The same goes for non-biological threats: take behavioral ones. We must teach our children - again, in developmentally appropriate ways - to recognize what a multi-player game is and how it works; let them know that social media exists in a variety of ways that are positive and negative; talk to them about the eventuality of seeing porn, violence, or scary stuff online (again, at the right time, which varies for each child and family) so that they are not caught off-guard when each of these veils is striped away (usually when we’re not around to help them).

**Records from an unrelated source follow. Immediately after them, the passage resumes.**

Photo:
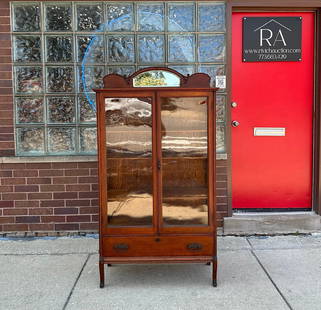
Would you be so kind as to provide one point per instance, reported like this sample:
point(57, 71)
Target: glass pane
point(120, 17)
point(26, 17)
point(212, 48)
point(184, 161)
point(58, 17)
point(30, 141)
point(121, 49)
point(129, 161)
point(89, 17)
point(88, 140)
point(61, 110)
point(61, 140)
point(151, 48)
point(29, 110)
point(27, 49)
point(59, 49)
point(28, 80)
point(150, 17)
point(59, 79)
point(211, 17)
point(181, 48)
point(181, 17)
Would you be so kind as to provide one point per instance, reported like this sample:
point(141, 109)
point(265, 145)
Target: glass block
point(93, 47)
point(121, 49)
point(181, 48)
point(220, 108)
point(151, 48)
point(27, 48)
point(220, 139)
point(88, 140)
point(30, 141)
point(58, 17)
point(212, 71)
point(61, 140)
point(29, 110)
point(123, 70)
point(150, 17)
point(211, 17)
point(60, 79)
point(89, 17)
point(120, 17)
point(26, 17)
point(61, 109)
point(90, 77)
point(181, 17)
point(28, 80)
point(59, 49)
point(212, 48)
point(87, 108)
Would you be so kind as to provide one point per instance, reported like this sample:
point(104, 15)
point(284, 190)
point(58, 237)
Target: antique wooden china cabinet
point(156, 143)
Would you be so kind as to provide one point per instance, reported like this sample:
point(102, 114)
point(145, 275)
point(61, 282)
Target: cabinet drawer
point(158, 246)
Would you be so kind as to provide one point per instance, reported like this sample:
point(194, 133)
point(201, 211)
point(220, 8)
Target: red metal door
point(272, 171)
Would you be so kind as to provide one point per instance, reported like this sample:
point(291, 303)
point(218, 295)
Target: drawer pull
point(121, 247)
point(194, 246)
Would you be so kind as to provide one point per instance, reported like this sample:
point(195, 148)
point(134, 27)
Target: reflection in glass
point(184, 161)
point(129, 161)
point(156, 79)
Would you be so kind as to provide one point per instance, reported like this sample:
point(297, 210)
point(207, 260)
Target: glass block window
point(63, 49)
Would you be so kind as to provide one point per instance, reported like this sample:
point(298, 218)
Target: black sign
point(272, 38)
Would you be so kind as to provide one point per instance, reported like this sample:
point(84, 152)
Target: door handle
point(235, 123)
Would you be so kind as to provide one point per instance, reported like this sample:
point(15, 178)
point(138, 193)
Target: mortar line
point(76, 281)
point(268, 275)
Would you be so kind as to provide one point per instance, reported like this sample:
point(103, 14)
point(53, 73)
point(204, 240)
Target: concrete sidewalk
point(281, 272)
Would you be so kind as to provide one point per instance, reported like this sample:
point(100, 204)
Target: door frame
point(285, 6)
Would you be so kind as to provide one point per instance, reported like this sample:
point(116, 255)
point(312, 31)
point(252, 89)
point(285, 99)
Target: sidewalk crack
point(73, 287)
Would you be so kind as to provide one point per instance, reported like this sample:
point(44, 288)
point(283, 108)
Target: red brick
point(15, 211)
point(88, 195)
point(88, 210)
point(62, 227)
point(64, 165)
point(26, 203)
point(76, 172)
point(13, 181)
point(89, 226)
point(6, 219)
point(64, 180)
point(40, 211)
point(66, 195)
point(6, 189)
point(52, 188)
point(27, 219)
point(40, 196)
point(38, 181)
point(78, 218)
point(77, 202)
point(52, 203)
point(6, 204)
point(53, 219)
point(25, 173)
point(88, 179)
point(15, 227)
point(41, 227)
point(78, 188)
point(38, 165)
point(49, 173)
point(66, 211)
point(26, 188)
point(14, 196)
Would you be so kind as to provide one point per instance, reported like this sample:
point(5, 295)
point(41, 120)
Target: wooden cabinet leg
point(214, 274)
point(102, 274)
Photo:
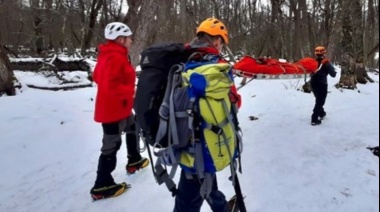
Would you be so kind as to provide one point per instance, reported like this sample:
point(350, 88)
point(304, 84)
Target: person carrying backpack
point(212, 35)
point(115, 78)
point(319, 84)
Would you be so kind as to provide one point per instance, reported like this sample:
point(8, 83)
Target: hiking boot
point(132, 167)
point(108, 191)
point(322, 115)
point(316, 122)
point(232, 205)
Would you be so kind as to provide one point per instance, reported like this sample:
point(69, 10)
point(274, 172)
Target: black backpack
point(156, 62)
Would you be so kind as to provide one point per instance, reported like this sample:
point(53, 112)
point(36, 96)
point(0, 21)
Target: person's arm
point(331, 70)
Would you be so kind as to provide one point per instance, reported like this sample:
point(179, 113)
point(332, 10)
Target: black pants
point(188, 197)
point(320, 93)
point(111, 144)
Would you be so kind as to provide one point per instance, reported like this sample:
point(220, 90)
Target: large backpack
point(155, 63)
point(198, 127)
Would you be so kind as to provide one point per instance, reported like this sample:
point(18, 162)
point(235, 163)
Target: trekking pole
point(239, 195)
point(147, 146)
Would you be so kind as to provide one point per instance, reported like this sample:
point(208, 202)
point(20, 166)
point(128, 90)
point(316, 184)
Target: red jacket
point(115, 78)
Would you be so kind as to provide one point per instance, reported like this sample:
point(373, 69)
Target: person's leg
point(217, 200)
point(323, 93)
point(188, 198)
point(132, 140)
point(318, 105)
point(107, 160)
point(135, 161)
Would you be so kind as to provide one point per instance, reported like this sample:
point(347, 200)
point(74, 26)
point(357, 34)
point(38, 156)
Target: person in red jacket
point(115, 78)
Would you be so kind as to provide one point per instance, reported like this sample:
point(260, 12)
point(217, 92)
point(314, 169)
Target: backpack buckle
point(217, 130)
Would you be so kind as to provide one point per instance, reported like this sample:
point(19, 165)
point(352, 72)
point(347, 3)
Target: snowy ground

Learning #2: Avoiding vaccination altogether is more risky because it leaves you vulnerable.
The entire premise of vaccination is that we know that our children will be exposed to others who carry illnesses or unsavory viruses. Digital native children, unless you plan to raise them in a bubble or commune, are the same. (I don’t say this flippantly, as I seriously considered living in a commune or intentional community when my kids were young.) We may have control over our children right now, when they’re little. We might currently feel secure in our ability to control their digital wellbeing at home or at school. But we cannot control the friends they will make as they grow nor the peers they will learn with, particularly from secondary school onward. They will have friends who have minimal or no screentime rules. They will run into children raised in households where parents are uninvolved in their children’s digital lives and who exhibit much riskier behavior that we like. They will need to learn to live, learn and eventually work with people who have potentially far less balanced relationships with technology than we wish. As parents, we must recognize this reality and prepare them to rise up to meet this inevitable future, or risk raising them in a bubble that weakens their overall survival ability.
Moving from tech-allergic to tech-intentional
Vaccination, at its core, tells us how to live effectively and safely with others. It tells us how to live in an imperfect and sometimes scary world with resilience and courage. This is the kind of philosophy I want for my children about technology. This is the injection I want for them as they grow so that they are not blindsided by anti-tech belief systems that perpetuate a myth that all tech should be feared and avoided. Together, with intention and thought, we can move away from tech-allergic mindsets towards a shared commitment to balance, to intentional usage of tech, and to proactive inoculation, and begin to shape the world that we truly want for our children with technology.